Greve in Forbes: Internet Sales Tax Arguments Reappear
As the Senate debates the Marketplace Fairness Act that would permit states to collect sales and use tax from remote sellers, Professor Michael Greve offers some observations and suggestions in a Forbes op-ed.
Greve examines such popular concepts as tax "neutrality" and the "origin principle," noting that "Our existing Internet sales tax regime honors neither tax neutrality nor the origin principle" and fails to please any of the involved parties.
In a twist on suggestions by pro-tax states that sellers could use sophisticated software to calculate, collect and remit local taxes, Greve suggests the same could be done by consumers.
"I don't mean to give state governments any ideas, but if we need snazzy computer programs anyhow, why not deploy technology to collect the tax from the people who actually owe it—the local citizens? Put the software online, and make taxpayers report and remit the use tax for all interstate purchases of, say, more than $100 (unless the seller already has collected the tax). The chore is inconvenient, but that is true of all tax reporting. And what price is too high for marketplace fairness?
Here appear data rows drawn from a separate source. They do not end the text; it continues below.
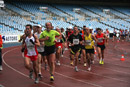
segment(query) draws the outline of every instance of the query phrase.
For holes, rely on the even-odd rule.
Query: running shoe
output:
[[[2,66],[0,65],[0,71],[2,71],[3,70],[3,68],[2,68]]]
[[[43,76],[41,74],[38,74],[38,77],[40,78],[40,80],[42,80]]]
[[[70,63],[70,65],[71,65],[71,66],[73,66],[73,65],[74,65],[73,61]]]
[[[61,57],[64,57],[63,55],[61,55]]]
[[[87,66],[87,64],[86,63],[84,63],[84,67],[86,67]]]
[[[29,78],[33,79],[33,70],[30,71]]]
[[[35,84],[38,84],[39,83],[39,78],[35,78]]]
[[[102,61],[101,64],[103,65],[103,64],[104,64],[104,61]]]
[[[78,72],[78,71],[79,71],[79,69],[78,69],[77,67],[75,67],[75,71],[76,71],[76,72]]]
[[[88,67],[88,69],[87,69],[88,71],[91,71],[91,67]]]
[[[58,61],[58,62],[56,63],[56,65],[60,66],[60,61]]]
[[[91,64],[94,64],[94,60],[93,60],[93,61],[91,61]]]
[[[80,62],[81,58],[79,58],[79,62]]]
[[[102,64],[102,60],[99,60],[99,64]]]
[[[54,76],[53,75],[51,75],[50,81],[54,81]]]

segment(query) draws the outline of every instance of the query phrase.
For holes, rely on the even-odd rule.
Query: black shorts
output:
[[[55,45],[53,45],[53,46],[45,46],[44,48],[45,48],[45,54],[47,56],[56,52]]]
[[[115,36],[115,37],[116,37],[116,34],[113,34],[113,36]]]
[[[85,49],[85,46],[84,46],[84,45],[81,45],[81,49]]]
[[[75,55],[75,53],[80,52],[80,50],[81,50],[80,46],[78,46],[78,47],[72,46],[70,52],[72,55]]]
[[[85,51],[86,51],[86,54],[87,54],[87,53],[92,53],[92,54],[94,54],[94,49],[85,49]]]
[[[100,47],[101,50],[104,50],[106,48],[105,45],[97,45],[97,47]]]
[[[39,54],[41,54],[42,56],[46,56],[45,52],[38,52]]]

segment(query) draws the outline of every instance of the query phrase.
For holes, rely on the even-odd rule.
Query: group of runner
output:
[[[97,50],[99,64],[104,64],[104,49],[108,44],[108,36],[97,28],[94,33],[92,29],[83,27],[82,31],[77,26],[69,27],[65,32],[63,28],[53,29],[52,23],[45,24],[46,29],[42,31],[41,25],[26,25],[25,34],[21,36],[22,54],[24,65],[29,70],[29,77],[35,83],[42,79],[41,65],[44,62],[45,69],[49,66],[50,81],[54,81],[55,64],[60,66],[60,58],[63,57],[65,48],[70,52],[70,64],[75,66],[78,72],[78,61],[83,58],[84,67],[91,71],[94,64],[94,52]],[[32,33],[33,30],[33,33]],[[33,67],[32,67],[33,66]]]

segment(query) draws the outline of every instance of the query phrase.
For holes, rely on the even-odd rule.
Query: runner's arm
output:
[[[107,37],[107,35],[104,34],[104,38],[105,38],[106,43],[108,43],[108,37]]]
[[[34,35],[34,37],[35,37],[35,45],[40,46],[40,42],[39,42],[38,37],[36,35]]]
[[[94,35],[92,35],[92,38],[93,38],[93,40],[95,40],[95,42],[97,43],[97,38],[96,38]]]
[[[43,42],[43,41],[46,41],[46,40],[49,40],[49,37],[48,37],[48,36],[45,36],[44,33],[42,33],[42,34],[40,35],[39,41],[40,41],[40,42]]]

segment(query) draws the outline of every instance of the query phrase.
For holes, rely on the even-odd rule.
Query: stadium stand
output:
[[[41,11],[40,7],[47,7],[47,12]],[[79,8],[80,11],[74,11],[75,8]],[[105,13],[103,9],[109,9],[110,12]],[[48,21],[53,23],[54,28],[58,26],[64,29],[74,25],[79,28],[86,25],[94,30],[99,27],[111,32],[114,28],[130,28],[129,7],[6,2],[5,8],[0,9],[0,15],[1,34],[21,35],[26,24],[41,24],[44,29]]]

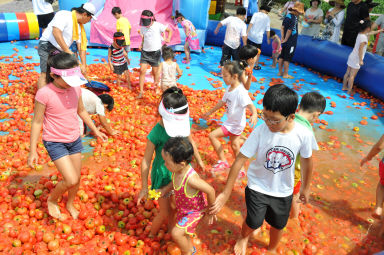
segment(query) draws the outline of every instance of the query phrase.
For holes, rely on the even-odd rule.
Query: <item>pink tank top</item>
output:
[[[181,22],[181,26],[184,28],[184,32],[187,37],[195,37],[197,36],[195,26],[190,22],[189,20],[185,19]],[[189,31],[191,34],[187,34],[187,27],[189,28]]]
[[[195,170],[191,167],[183,177],[181,185],[175,186],[175,175],[172,174],[173,189],[175,190],[176,208],[181,214],[188,212],[202,211],[207,207],[203,192],[197,191],[192,196],[188,196],[186,189],[189,177],[195,174]]]

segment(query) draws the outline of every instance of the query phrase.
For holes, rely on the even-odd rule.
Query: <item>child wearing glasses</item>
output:
[[[301,155],[302,186],[300,201],[307,203],[312,175],[312,150],[317,148],[311,131],[295,122],[298,96],[284,84],[270,87],[263,99],[263,119],[250,134],[232,164],[224,191],[210,208],[216,214],[229,199],[240,169],[249,158],[255,158],[248,168],[245,188],[247,216],[241,236],[235,244],[235,254],[245,255],[250,234],[264,220],[271,225],[268,250],[276,248],[286,226],[292,205],[295,160]]]

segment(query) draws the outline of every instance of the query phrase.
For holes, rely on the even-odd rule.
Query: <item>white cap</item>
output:
[[[78,66],[70,69],[56,69],[51,67],[51,72],[59,75],[71,87],[79,87],[88,82],[81,74],[80,67]]]
[[[159,113],[163,118],[164,128],[170,137],[183,136],[187,137],[191,133],[191,126],[189,123],[189,109],[184,114],[177,114],[174,112],[181,111],[188,108],[188,104],[183,105],[176,109],[166,109],[163,100],[159,105]]]
[[[89,12],[92,15],[92,18],[96,20],[96,17],[95,17],[96,7],[92,3],[87,2],[83,4],[83,9]]]

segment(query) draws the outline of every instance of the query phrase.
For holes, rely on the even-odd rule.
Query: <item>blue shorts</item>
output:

The Internet Sales Tax Reveals Its Foolish Head Yet Again, Forbes, April 25, 2013. By Michael Greve.
"Bricks-and-mortar operations obviously like the idea, as do most state governments. Some Internet sellers are prepared to go along, provided state and local governments simplify and facilitate compliance with their nightmarishly complex tax regimes. There are nearly 10,000 U.S. taxing jurisdictions, all with their own tax rates, tax bases, tax holidays, etc. Other Internet sellers, such as eBay, oppose the Senate's proposal, as do the states that have no sales tax.
"The debate long predates the Internet—we had the same debate over catalogue sales. Good, bad and idiotic arguments on both sides have been rehearsed time and again. But the Senate's impending consideration of the Marketplace Fairness Act provides occasions for a few reminders."